Company News

UK-based Quell Therapeutics Ltd is to out-licence a candidate cell therapy for inflammatory bowel disease to AstraZeneca Plc following the achievement of a research milestone. Further details of the research goal were not disclosed. The two companies have been collaborating since 2023 in the development of engineered T-regulatory (Treg) cell therapies for two immune-mediated disease indications. Inflammatory bowel disease is one indication and Type 1 diabetes is the other. The achievement of the milestone will trigger a payment to Quell of $10 million.

UK-based Compass Pathways Plc has reported positive Phase 3 data for a synthetic psilocybin, and the first classic psychedelic for potential use in treatment-resistant depression. The small molecule drug, COMP360, achieved a clinically meaningful reduction in symptom severity compared with a placebo as measured on the Montgomery-Åsberg Depression Rating Scale, according to the company.

A new stem cell therapy has been recommended for conditional approval by the European Medicines Agency for patients with a blood cancer who need a transplant following chemotherapy and/or radiotherapy but have no suitable donors. The allogeneic product, Zemcelpro, is derived from umbilical cord blood and contains two components. These are expanded CD34+ cells and unexpanded CD34- cells, each derived from the same cord blood unit.

A small molecule drug that has shown benefits for patients with a type of non-alcoholic liver disease is being recommended for a conditional approval in Europe following a similar decision in 2024 by the US Food and Drug Administration. The drug, resmetirom, works by activating the thyroid hormone receptor-beta which is expressed in the liver, kidneys and pituitary gland and regulates metabolic activity. Reduced levels of thyroid hormones, particularly associated with a reduced activity of the receptor, can lead to a build-up of fat in the liver.
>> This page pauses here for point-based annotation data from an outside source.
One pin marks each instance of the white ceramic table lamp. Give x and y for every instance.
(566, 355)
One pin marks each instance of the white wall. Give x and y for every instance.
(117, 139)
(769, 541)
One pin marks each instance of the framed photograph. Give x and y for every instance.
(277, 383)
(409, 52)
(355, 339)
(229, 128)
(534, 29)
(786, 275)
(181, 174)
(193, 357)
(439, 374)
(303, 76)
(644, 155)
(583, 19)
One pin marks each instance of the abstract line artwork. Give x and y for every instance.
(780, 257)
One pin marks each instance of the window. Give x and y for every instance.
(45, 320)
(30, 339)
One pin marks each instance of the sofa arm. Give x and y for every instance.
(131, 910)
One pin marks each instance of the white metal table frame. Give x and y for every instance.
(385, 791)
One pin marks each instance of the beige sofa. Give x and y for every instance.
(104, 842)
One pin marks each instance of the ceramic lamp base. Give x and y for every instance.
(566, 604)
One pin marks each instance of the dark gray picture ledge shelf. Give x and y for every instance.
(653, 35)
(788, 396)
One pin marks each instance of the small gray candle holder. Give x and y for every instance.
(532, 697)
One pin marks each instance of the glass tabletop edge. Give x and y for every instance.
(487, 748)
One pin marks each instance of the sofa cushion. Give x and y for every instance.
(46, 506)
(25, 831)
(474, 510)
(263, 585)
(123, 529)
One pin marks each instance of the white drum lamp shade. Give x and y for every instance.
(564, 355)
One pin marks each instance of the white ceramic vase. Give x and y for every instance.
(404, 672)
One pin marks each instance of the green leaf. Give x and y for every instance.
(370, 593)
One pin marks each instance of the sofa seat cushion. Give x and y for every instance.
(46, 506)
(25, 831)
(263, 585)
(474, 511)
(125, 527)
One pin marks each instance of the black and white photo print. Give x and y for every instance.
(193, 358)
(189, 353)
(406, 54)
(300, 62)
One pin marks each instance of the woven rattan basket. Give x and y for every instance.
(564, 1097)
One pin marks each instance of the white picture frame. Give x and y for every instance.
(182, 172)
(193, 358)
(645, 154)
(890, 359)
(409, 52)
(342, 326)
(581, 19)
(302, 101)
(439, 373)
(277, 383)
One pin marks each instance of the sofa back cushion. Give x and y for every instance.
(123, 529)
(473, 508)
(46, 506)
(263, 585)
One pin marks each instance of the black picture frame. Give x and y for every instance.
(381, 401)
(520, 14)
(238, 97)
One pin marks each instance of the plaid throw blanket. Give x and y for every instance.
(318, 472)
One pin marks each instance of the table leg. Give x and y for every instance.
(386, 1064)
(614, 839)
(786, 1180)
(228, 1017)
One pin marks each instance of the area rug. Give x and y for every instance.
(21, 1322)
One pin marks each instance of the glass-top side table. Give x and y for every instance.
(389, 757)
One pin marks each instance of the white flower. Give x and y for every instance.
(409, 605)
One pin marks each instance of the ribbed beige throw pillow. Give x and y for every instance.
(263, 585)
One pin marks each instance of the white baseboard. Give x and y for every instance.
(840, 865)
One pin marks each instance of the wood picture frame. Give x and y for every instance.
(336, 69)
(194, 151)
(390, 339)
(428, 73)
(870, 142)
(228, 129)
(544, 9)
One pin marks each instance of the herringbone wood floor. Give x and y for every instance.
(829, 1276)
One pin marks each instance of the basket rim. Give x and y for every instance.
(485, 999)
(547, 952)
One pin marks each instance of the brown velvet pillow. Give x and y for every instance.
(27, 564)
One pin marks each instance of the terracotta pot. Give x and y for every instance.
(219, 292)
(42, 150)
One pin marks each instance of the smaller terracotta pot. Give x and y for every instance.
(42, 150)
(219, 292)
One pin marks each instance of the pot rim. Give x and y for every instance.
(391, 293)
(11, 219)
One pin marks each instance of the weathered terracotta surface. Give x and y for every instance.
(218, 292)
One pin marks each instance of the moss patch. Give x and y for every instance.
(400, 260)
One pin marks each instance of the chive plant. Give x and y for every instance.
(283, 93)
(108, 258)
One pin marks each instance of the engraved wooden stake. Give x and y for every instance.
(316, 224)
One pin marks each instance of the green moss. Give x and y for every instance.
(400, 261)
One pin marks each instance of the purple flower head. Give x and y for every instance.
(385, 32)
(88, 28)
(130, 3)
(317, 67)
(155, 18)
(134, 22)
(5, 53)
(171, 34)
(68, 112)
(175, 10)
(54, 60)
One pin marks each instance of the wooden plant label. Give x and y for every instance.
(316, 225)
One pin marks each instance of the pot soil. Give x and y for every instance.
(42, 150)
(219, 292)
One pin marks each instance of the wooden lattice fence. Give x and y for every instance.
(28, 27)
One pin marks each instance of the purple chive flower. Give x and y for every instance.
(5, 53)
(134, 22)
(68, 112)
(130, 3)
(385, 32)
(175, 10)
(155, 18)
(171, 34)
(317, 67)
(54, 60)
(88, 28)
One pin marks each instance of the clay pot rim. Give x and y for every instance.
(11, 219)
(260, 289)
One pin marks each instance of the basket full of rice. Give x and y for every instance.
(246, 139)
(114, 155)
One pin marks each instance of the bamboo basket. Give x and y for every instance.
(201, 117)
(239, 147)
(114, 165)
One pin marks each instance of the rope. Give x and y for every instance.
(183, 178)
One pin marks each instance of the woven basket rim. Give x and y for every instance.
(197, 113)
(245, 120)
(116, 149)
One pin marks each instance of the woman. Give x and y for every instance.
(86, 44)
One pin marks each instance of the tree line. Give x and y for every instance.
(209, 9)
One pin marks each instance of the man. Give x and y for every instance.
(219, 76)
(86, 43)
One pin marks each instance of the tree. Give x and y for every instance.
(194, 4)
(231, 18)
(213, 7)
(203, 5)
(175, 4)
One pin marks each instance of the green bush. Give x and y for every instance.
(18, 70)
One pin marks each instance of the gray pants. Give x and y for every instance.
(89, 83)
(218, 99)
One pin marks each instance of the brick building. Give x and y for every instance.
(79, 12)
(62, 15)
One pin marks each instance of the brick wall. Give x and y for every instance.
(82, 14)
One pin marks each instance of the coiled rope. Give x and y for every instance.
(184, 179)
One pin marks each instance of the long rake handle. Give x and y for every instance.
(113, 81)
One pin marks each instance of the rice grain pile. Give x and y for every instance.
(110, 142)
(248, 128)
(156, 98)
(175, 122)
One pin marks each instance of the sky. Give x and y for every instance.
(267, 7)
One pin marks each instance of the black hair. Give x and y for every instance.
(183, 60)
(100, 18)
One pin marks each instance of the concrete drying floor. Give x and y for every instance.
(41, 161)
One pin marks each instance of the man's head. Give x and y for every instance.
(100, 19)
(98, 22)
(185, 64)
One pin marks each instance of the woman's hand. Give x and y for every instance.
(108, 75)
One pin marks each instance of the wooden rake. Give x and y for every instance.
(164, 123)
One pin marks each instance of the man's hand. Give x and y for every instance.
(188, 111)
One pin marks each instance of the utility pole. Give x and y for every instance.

A long-acting treatment for HIV, first approved in the US in 2022, has returned to the market with a new indication – this time as a prophylactic that only needs to the administered twice per year. The drug, lenacapavir, is a synthetic compound that interferes with the life cycle of the HIV virus by binding to the virus’ capsid and inhibiting its replication at multiple stages of its lifecycle. Developed by Gilead Sciences Inc, lenacapavir was first approved as Sunlenca in 2022 for people who had been heavily treated with HIV drugs and become resistant.

France-based Enterome SA has raised $19 million to accelerate development of a microbiome therapy that has shown promise in treating two types of lymphoma. The funds will be used to complete an ongoing Phase 1/2 study of the therapy, EO2463, and prepare for a registrational study. The Institute for Follicular Lymphoma Innovation (IFLI) of California, US, is a new investor, contributing $9 million to the project, with the balance coming from existing shareholders including Seventure Partners of France and Lundbeckfonden BioCapital of Denmark.

Eli Lilly and Co is to acquire Verve Therapeutics Inc of Boston, US, in a share transaction valued at $1 billion upfront in order to broaden its portfolio of treatments for people at risk of cardiovascular disease. Announced on 17 June, the deal comes two years after the companies entered a collaboration to explore the use of in vivo gene editing to develop therapies for genetic diseases. With a candidate medicine for artherosclerotic cardiovascular disease now in Phase 1b, the companies have decided to merge.

BioNTech SE, developer with Pfizer Inc of the first messenger RNA (mRNA) vaccine, is to strengthen its position in the growing field of RNA therapeutics with the acquisition of CureVac NV. Both companies have mRNA technologies, both are located in Germany and both have listings on the Nasdaq market in the US. In addition to experience with infectious diseases, both companies are developing candidate therapies for cancer.

Novo Nordisk A/S, developer of the semaglutide and liraglutide injectable medicines for obesity, has enlisted the help of Deep Apple Therapeutics Inc to enlarge its portfolio by discovering new small molecules that can treat obesity as well as other cardiometabolic diseases. The Danish company is to pay up to $812 million to secure the collaboration, which will give it access to an algorithm to screen potential compounds against a chosen target. The target is a non-incretin G-protein coupled receptor (GPCR).

SpliceBio SL, a clinical-stage genetic medicines company in Spain, has received $135 million in Series B financing to advance a new therapy for Stargardt disease, an inherited condition that can lead to the progressive loss of vision and blindness. The financing was co-led by EQT Life Sciences and Sanofi Ventures, with participation from the Roche Venture Fund and existing investors. It will help finance an ongoing Phase 1/2 trial of the company’s lead gene therapy candidate SB-007.